- Name: Hugh Stewart COCHRANE
- D.O.B: 4th August, 1829
- D.O.A: 1st April, 1858
- D.O.D: 18th April, 1884
- Award: Victoria Cross
- Occupation at time of action: Lieutenant and Adjutant, 86th (Royal County Down) Regiment of Foot
River Betwa, outside Jhansi, India 1 April 1858
1 April 1858
The Indian Mutiny 1857 - 59
Jhansi, 250 miles south of Delhi, was one of eight princely states to pass under direct British rule by the doctrine of ‘lapse’, which ignored the traditional Indian practice of childless rulers being able to adopt heirs. The last Rajah had died in 1853 and the British had refused the request of his widow, Lakshmi Bai, to recognize their adopted son. The garrison had mutinied in June 1857 and massacred the Europeans in the city. On 21 March 1858 Sir Hugh Rose, commanding the Central Indian Field Force, arrived in front of Jhansi and on the 25th opened a bombardment of the city. However on 31 March a large rebel army under Tantya Tope crossed the Betwa river south-east of Jhansi, with the intention of relieving the city. On 1 April Tantya Tope attacked, but his troops were routed and driven back across the Betwa. In the course of the battle Rose put himself at the head of Captain Need’s 14th Dragoons in a charge against the enemy. His aide-de-camp, Lieutenant H N D Prendergast VC, Madras Sappers and Miners, distinguished himself in this charge, while Lieutenant J Leith VC went to Need’s assistance. Lieutenant H S Cochrane VC, 86th Regiment of Foot, also distinguished himself in the action.

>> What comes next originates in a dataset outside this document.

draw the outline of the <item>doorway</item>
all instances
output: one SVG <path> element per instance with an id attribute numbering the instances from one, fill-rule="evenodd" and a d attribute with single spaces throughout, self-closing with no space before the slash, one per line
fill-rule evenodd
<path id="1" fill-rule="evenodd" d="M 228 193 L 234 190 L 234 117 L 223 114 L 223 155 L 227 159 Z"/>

For conspicuous gallantry near Jhansi, on the 1st of April, 1858, when No. 1 Company of the Regiment was ordered to take a gun, in dashing forward at a gallop, under a heavy musketry and artillery fire, driving the enemy from the gun, and keeping possession of it till the Company came up. Also for conspicuous gallantry in attacking the rear-guard of the enemy, when he had three horses shot under him in succession. Despatch from Major-General Sir Hugh Henry Rose G.C.B., dated 23rd April, 1858.